Romantic orientation, also called affectional orientation, indicates the sex or gender with which a person is most likely to have a romantic relationship or fall in love. It is used both alternatively and side by side with the term sexual orientation, and is based on the perspective that sexual attraction is but a single component of a larger dynamic. For example, although a pansexual person may feel sexually attracted to people regardless of gender, the person may experience romantic attraction and intimacy with women only.

For asexual people, romantic orientation is often considered a more useful measure of attraction than sexual orientation.

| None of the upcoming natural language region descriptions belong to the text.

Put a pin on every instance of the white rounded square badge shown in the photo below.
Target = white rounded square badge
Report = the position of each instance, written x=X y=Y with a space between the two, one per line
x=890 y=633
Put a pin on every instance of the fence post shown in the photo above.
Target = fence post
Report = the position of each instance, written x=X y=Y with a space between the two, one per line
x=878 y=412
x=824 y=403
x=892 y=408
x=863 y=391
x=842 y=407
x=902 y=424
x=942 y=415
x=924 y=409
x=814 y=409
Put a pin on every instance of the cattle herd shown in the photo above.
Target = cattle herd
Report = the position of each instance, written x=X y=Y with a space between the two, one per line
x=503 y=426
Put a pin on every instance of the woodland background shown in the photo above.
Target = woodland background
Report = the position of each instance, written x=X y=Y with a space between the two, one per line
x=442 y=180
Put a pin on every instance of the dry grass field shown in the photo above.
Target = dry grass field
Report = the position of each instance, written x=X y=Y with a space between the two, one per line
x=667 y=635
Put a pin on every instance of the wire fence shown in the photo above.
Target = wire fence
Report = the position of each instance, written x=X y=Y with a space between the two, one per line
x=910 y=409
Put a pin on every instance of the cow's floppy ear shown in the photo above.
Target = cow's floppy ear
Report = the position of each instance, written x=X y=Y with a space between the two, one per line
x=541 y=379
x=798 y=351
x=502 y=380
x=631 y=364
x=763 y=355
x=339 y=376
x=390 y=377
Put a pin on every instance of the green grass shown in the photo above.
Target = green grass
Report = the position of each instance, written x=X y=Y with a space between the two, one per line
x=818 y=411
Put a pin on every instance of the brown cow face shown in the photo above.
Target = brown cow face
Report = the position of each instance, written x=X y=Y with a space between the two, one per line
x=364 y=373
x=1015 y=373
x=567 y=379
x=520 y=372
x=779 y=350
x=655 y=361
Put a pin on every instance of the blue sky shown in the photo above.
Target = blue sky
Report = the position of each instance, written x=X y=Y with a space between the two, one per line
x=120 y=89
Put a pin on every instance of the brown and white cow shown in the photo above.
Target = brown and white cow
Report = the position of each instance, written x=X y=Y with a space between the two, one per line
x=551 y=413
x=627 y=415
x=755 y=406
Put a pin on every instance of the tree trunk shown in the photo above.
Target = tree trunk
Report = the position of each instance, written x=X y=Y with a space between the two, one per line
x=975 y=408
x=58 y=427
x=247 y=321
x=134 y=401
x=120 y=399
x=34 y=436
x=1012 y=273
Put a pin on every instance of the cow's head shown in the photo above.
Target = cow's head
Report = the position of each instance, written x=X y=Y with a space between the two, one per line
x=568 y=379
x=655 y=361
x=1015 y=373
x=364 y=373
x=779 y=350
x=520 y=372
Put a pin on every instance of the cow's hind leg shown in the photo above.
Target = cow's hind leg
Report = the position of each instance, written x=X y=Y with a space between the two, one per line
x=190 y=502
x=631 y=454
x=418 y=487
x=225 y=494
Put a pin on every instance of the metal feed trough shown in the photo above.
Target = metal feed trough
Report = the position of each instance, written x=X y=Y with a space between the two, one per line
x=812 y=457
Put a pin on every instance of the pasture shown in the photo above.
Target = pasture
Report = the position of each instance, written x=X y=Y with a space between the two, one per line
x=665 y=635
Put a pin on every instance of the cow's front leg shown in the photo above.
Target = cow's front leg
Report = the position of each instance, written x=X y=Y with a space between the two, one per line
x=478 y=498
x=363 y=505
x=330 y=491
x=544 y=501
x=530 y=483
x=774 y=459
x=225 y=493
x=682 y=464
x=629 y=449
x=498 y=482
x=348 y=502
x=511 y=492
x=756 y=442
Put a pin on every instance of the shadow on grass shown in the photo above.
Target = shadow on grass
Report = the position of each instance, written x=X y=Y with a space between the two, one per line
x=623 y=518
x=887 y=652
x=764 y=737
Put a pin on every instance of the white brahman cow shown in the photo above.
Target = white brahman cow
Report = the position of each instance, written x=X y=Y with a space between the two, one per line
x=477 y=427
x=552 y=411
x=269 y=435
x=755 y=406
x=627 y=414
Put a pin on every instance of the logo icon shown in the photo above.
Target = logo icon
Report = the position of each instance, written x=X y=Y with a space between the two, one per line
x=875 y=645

The relationship between sexual attraction and romantic attraction is still under debate and is not fully understood.

Romantic identities

People may or may not engage in purely emotional romantic relationships. The main identities relating to this are:

Aromantic: No romantic attraction towards anyone (aromanticism, see section below).
Heteroromantic (or heteromantic): Romantic attraction towards person(s) of the opposite gender (heteroromanticism).
Homoromantic: Romantic attraction towards person(s) of the same gender (homoromanticism).
Biromantic: Romantic attraction towards person(s) of two or more genders (biromanticism). Sometimes used the same way as panromantic.
Panromantic: Romantic attraction towards person(s) of any, every, and all genders (panromanticism).
Demiromantic: Romantic attraction towards any of the above but only after forming a deep emotional bond with the person(s) (demiromanticism).
Greyromantic: Experiencing romantic attraction rarely or only under certain circumstances (greyromanticism).

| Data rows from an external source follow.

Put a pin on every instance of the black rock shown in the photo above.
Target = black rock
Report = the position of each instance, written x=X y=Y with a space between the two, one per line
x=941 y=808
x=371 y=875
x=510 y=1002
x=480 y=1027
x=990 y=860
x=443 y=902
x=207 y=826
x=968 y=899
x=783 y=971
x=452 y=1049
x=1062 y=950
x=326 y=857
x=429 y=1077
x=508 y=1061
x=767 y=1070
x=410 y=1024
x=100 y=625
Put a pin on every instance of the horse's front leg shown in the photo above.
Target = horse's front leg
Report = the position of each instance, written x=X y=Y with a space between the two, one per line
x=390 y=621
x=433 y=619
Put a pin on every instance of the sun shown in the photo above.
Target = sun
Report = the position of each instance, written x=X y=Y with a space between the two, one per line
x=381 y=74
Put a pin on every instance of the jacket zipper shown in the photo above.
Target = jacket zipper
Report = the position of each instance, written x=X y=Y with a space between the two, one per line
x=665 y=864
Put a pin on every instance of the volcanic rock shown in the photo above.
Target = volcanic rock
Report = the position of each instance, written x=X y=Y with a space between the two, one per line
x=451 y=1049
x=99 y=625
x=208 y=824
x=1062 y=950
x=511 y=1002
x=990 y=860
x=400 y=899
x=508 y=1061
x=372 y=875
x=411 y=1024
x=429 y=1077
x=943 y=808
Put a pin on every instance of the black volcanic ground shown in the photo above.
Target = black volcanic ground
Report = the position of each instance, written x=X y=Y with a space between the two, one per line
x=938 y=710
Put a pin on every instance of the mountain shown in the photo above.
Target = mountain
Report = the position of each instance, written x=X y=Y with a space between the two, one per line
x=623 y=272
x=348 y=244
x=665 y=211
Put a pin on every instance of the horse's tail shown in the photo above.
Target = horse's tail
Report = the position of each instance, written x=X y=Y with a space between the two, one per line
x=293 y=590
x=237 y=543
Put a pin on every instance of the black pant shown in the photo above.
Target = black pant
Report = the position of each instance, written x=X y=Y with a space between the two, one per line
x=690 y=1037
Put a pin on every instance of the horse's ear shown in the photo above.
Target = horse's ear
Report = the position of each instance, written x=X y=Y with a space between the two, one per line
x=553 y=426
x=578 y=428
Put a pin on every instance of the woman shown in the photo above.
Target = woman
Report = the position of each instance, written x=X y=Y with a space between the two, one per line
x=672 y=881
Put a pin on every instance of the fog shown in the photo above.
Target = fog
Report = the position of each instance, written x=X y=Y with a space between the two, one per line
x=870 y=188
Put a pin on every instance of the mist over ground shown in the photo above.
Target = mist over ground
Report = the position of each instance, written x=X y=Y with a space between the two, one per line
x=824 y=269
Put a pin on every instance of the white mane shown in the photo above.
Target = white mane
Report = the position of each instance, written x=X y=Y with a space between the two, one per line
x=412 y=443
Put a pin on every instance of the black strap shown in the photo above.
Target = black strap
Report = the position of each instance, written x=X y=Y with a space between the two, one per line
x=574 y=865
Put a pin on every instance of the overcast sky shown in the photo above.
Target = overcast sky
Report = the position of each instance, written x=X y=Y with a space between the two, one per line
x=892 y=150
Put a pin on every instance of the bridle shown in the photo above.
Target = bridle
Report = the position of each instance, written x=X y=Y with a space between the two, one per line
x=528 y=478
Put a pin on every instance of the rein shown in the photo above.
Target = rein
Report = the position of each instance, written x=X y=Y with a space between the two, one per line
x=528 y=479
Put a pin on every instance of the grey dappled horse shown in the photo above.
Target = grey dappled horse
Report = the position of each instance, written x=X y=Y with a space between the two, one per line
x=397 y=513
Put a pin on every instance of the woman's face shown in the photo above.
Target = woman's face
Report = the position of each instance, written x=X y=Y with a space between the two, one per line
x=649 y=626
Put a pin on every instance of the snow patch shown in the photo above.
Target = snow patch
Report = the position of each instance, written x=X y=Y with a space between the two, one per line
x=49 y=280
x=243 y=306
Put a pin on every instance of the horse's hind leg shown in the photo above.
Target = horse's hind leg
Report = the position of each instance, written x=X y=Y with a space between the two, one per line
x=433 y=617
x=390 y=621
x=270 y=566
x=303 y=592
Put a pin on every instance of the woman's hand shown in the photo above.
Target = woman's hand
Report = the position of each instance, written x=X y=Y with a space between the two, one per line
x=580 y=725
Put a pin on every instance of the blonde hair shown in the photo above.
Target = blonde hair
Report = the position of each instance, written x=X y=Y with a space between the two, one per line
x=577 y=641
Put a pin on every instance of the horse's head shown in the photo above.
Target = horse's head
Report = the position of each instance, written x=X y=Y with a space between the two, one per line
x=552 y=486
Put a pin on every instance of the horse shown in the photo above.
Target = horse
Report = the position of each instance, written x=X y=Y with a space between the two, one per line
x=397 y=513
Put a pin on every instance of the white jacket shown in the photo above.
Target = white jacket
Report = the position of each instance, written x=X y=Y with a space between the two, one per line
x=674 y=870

Relationship with sexual orientation and asexuality

The implications of the distinction between romantic and sexual orientations have not been fully recognized, nor have they been studied extensively.[8] It is common for sources to describe sexual orientation as including components of both sexual and romantic (or romantic equivalent) attractions.[5][8] Publications investigating the relationship between sexual orientation and romantic orientation are limited. Challenges in collecting information result from survey participants having difficulty identifying or distinguishing between sexual and romantic attractions.[5][9][10] Asexual individuals experience little to no sexual attraction (see gray asexuality); however, they may still experience romantic attraction.[11][12] Lisa M. Diamond states that a person’s romantic orientation can differ from whom the person is sexually attracted to.[4] While there is limited research on the discordance between sexual attraction and romantic attraction in individuals, also known as cross orientation, the possibility of fluidity and diversity in attractions have been progressively recognized.